Some options to consider ... Use the float type versions of those operations (expf, powf or powfi, logf) instead of the standard double type versions. Or, you could try the C62x/C64x Fast RTS Library.
Thanks and regards,
-George
In addition to what George said about using floating-point emulation, in general the best way to compute a *small* nonnegative integral power of a floating-point quantity in C is:
inline float pow_small_n(float x, unsigned n) {float xn = 1.0; for (; n != 0; --n) xn *= x; return xn;}
To compute a *general* (not necessarily small) nonnegative integral power of a floating-point quantity:
inline float pow_any_n(float x, unsigned n) {float xn = 1.0, xi = x; for (; n != 0; xi *= x, n >>= 1) if (n & 1) xn *= xi; return xn;}
Of course you can adapt these to non-float types. For negative powers, compute the reciprocal using one of these schemes.

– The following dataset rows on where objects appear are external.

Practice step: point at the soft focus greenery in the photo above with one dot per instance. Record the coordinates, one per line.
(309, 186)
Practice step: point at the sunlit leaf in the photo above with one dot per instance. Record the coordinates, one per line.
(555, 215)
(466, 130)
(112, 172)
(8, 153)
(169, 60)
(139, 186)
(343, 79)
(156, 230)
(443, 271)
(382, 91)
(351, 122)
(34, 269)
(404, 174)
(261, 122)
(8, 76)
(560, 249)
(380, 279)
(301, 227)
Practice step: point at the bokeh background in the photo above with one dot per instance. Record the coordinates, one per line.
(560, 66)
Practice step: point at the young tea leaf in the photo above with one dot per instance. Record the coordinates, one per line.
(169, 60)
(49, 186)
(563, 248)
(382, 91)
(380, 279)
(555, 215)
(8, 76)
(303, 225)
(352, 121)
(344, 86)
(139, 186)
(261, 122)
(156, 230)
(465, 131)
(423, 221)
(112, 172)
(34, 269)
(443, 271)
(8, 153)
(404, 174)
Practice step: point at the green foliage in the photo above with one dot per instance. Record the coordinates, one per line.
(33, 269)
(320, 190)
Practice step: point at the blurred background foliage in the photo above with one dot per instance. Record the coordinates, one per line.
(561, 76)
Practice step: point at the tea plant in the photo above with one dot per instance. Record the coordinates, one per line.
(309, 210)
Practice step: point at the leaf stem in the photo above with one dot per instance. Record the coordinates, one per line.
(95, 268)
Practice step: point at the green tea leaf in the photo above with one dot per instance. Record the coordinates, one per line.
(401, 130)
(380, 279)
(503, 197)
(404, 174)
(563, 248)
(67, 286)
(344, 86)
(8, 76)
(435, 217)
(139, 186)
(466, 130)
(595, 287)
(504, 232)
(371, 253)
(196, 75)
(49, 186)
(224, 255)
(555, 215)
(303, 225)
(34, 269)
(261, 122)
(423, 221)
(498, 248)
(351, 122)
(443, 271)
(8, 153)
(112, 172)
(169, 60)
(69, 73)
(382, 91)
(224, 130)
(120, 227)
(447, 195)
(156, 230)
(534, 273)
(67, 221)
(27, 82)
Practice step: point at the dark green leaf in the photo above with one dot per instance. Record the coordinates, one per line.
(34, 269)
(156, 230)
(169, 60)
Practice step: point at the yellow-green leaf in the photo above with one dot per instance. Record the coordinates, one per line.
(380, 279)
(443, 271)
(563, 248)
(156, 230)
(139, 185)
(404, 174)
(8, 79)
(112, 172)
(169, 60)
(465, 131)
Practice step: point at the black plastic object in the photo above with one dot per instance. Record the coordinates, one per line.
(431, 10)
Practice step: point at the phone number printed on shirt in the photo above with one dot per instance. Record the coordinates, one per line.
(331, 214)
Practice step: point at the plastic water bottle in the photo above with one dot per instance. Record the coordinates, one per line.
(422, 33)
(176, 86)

I assumed that the computation will not overflow. You could add overflow checking if you think you might need it.
The C optimizer should do a good job of generating fast code for particular instances of these. For example, for small constant n it should completely unroll the loop.
Hello,
... No trace of exp, pow, nor log in C file ...
Another additions:
Always prefer multiplies to divides (create some variable temp = 1.0 / SCANLINE_THRESHOLD).
You can also build lower precision (and faster) implementation of expf,...

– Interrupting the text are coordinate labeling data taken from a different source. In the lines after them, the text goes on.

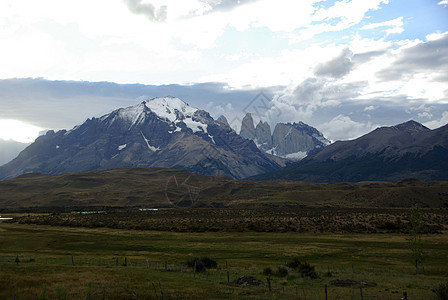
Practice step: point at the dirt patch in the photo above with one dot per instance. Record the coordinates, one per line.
(247, 280)
(349, 282)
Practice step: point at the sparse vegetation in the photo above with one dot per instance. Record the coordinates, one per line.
(201, 264)
(441, 291)
(415, 239)
(46, 252)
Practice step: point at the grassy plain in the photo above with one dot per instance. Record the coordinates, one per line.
(45, 270)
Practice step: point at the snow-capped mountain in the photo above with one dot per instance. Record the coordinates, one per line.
(160, 132)
(408, 150)
(291, 140)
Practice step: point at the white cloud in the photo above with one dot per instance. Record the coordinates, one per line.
(342, 127)
(18, 131)
(396, 24)
(438, 123)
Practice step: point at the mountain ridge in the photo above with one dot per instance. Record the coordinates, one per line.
(407, 150)
(159, 132)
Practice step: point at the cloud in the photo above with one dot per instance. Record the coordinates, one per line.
(342, 127)
(148, 10)
(337, 67)
(429, 58)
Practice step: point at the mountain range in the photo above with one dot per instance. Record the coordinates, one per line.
(291, 140)
(167, 132)
(9, 150)
(408, 150)
(161, 132)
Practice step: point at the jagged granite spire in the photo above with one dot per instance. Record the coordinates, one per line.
(247, 127)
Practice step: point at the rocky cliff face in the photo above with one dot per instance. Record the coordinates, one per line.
(263, 137)
(291, 140)
(247, 127)
(161, 132)
(408, 150)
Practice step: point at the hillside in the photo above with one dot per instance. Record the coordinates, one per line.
(407, 150)
(169, 187)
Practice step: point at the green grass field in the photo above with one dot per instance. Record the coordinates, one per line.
(45, 269)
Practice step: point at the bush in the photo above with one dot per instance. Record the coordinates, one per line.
(282, 272)
(267, 271)
(305, 269)
(295, 264)
(441, 291)
(202, 263)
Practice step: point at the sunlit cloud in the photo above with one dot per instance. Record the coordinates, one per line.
(18, 131)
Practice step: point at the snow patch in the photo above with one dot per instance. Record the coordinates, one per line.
(170, 108)
(295, 156)
(152, 148)
(195, 126)
(131, 114)
(321, 139)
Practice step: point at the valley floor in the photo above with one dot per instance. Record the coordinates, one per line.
(53, 262)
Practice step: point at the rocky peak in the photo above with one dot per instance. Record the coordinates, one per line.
(223, 120)
(411, 127)
(247, 127)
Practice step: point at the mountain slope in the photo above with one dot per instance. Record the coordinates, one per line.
(161, 132)
(292, 141)
(408, 150)
(169, 187)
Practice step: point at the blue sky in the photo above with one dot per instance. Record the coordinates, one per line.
(344, 67)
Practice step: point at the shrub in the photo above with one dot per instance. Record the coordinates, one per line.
(282, 272)
(267, 271)
(441, 291)
(295, 264)
(202, 263)
(305, 269)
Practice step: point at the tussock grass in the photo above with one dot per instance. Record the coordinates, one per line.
(45, 266)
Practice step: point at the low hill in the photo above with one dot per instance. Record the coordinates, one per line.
(170, 187)
(408, 150)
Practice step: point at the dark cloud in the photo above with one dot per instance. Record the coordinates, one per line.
(318, 91)
(337, 67)
(64, 104)
(147, 9)
(364, 57)
(428, 57)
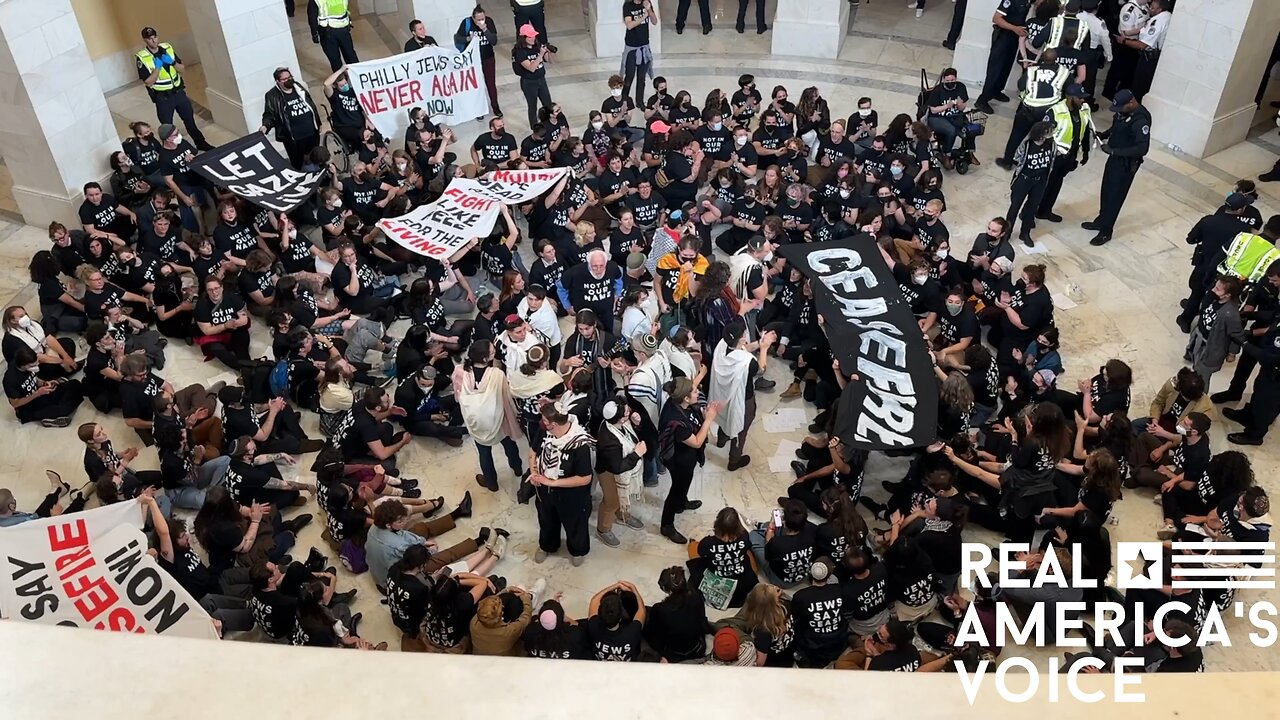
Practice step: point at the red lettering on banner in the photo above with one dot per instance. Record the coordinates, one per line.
(73, 536)
(402, 95)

In the expression mentioned, if the main argument is 16-bit, another way is to precompute a look-up table (LUT) of the function for all the permitted argument values;
the calculation is then very fast (one table indexation per point). If the other parameters are quite fixed, the LUT computation may be done at init time.
Jakez
PS: I permit myself to correct Douglas's typo:
inline float pow_any_n(float x, unsigned n) {float xn = 1.0, xi = x; for (; n != 0; xi *= xi, n >>= 1) if (n & 1) xn *= xi; return xn;}
Thanks for the correction. I actually had that while typing up the message, but when I reviewed it before posting, for some reason it looked wrong, so I changed it :-( Of course, it is always a good idea to test any such code with a handful of simple known cases before using the code in your application.
The LUT approach is a good idea, which I have used many times. The idea is to build the table only the first time the function is called, and always return the corresponding table value. A similar approach is to cache already-computed cases; look-up is slower (usually we hash the inputs to make the search faster), but it works when a complete table would be too large.